Leo XIV and the coming encyclical
Father Alejandro Moral, superior of the Augustinians, let it be known last week in an interview with Il Messaggero that Leo XIV is working on the structure of his first encyclical. The big question is whether the Pope will follow the inspiration that comes from his name, and therefore dedicate the first encyclical of his pontificate to social issues, or whether he will follow the line of his first words at the beginning of his pontificate, when he forcefully established the need to disappear to make way for Christ.
In short: Will it be a social encyclical, or a spiritual one? The two are not mutually exclusive, and one can be linked to the other. Much will depend, however, on the precise structure Leo will give the document and the way he presents his priorities.
The first two months of Leo XIV’s pontificate have taught us that some of the processes initiated by Pope Francis are irreversible. They can be redesigned, but not reversed. And one of these processes is his focus on environmental issues.
Now, Pope Francis did not invent anything new with his focus on responsible care for creation. The Church has always been concerned with that. Benedict XVI, moreover, was dubbed “the green Pope” by Catholic and secular media because of his attention to ecological issues. The theological legwork was already done when Francis gave a pastoral push to the issue.
Pope Francis, did the Church’s ecological attention to another level. Both the encyclical Laudato Si’ and the exhortation Laudate Deum were based on a series of data, numbers, and figures from United Nations agencies. In practice, Pope Francis had linked ecological concern to political and multilateral issues. Laudato Si’, being an encyclical, included a necessary framework of social doctrine. However, the most cited passages in international forums were precisely those that confirmed mainstream positions, while integral ecology positions were diminished.
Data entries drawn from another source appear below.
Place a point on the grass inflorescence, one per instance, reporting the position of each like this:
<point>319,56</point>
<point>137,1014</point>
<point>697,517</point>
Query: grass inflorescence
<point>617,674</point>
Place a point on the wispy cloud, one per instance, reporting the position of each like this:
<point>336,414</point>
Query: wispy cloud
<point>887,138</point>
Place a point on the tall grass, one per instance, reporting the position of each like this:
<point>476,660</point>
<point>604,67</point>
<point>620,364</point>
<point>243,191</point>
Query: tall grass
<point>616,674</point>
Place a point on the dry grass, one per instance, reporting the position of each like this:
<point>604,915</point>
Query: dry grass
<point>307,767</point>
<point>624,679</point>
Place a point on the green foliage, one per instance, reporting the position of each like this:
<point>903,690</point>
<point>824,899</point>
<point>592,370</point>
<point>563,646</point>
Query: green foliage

For example, few remember that Laudato Si’ includes a defense of life from conception to natural death, that it attacks the throwaway culture also in terms of the discarding of human lives, and that it adopts an integral ecology approach that places the human being at the center. Laudate Deum, as an exhortation, was instead presented as an update of scientific data, which was normal, because the United Nations always updates that same data. But that was precisely the point: could a papal document be linked only to contingent data?
It was not, after all, a document responding to a serious situation with a strong theoretical structure (think of Pius XI’s encyclical against Nazism, Mit Brennender Sorge, or the radio messages of Pius XII during the Second World War). Instead, it was a document that took the point of view of international organizations, which rarely connect the ecological problem to human beings. Indeed, human beings are often considered the problem.
However, twelve years of pontificate have created an ecological movement that sometimes appears to embrace environmentalism without restraints and divorced from the very human core Francis ultimately sought to give it, addressing only the most political and media-driven issues. And among the initiatives connected to this environmentalism is a special Mass for the Protection of Creation.
Leo XIV maintained this process, approved it, and celebrated the first Mass with this special formulation in private at the Borgo Laudato Si in Castel Gandolfo. In his homily, he said that “God gave us creation as a gift to be protected, not as prey to be exploited.” He then asked that God grant the conversion of those who fail to see the ecological problem.
The Pope also recalled Christians’ call to care for creation. “When we look at the beauty of the earth, we understand that God created it not out of necessity, but out of love. Creation is born of his overflowing goodness, and every creature bears within itself a reflection of his glory,” the Pope said.
And he added: “Today, however, this glory is wounded by our irresponsible choices. Creation suffers and groans, as Saint Paul says, and people experiencing poverty suffer with it. We can no longer ignore the cry of the earth and the cry of the poor, because they are a single cry that rises to God.
The Pope’s homily, in short, did not sideline Pope Francis, and there were plenty of references to Laudato Si’ on its tenth anniversary. However, it also placed a particular emphasis on the question of creation, rather than the act of creation itself. Leo XIV has had a cautious approach to these issues: he hasn’t broken with Francis’s pontificate, but he has reconnected with a profound current of Catholic thought. He has broken with the idea that Pope Francis’s pontificate was a rupture.
The question, then, is this: Is Pope Francis’s ecological revolution an irreversible process? Leo XIV does not appear ready to backtrack on the issue, but he has also sought to renew its specifically Catholic and anthropological focus. It should also be noted that the Mass formulary was used in a private celebration, and it is unknown whether this celebration will be repeated in public.
The way Leo XIV articulates his first encyclical will therefore be very telling. After two months, his pontificate is still a balance between elements of continuity and discontinuity. It is not a pontificate of restoration, yet he is restoring many things. It is not a pontificate of rupture with his predecessor, yet he has reconnected with tradition.
Some processes already underway will remain unchanged, but it remains to be seen how they will be redefined, redesigned, and reinterpreted by Leo XIV. His first encyclical will be a clear signal in this regard.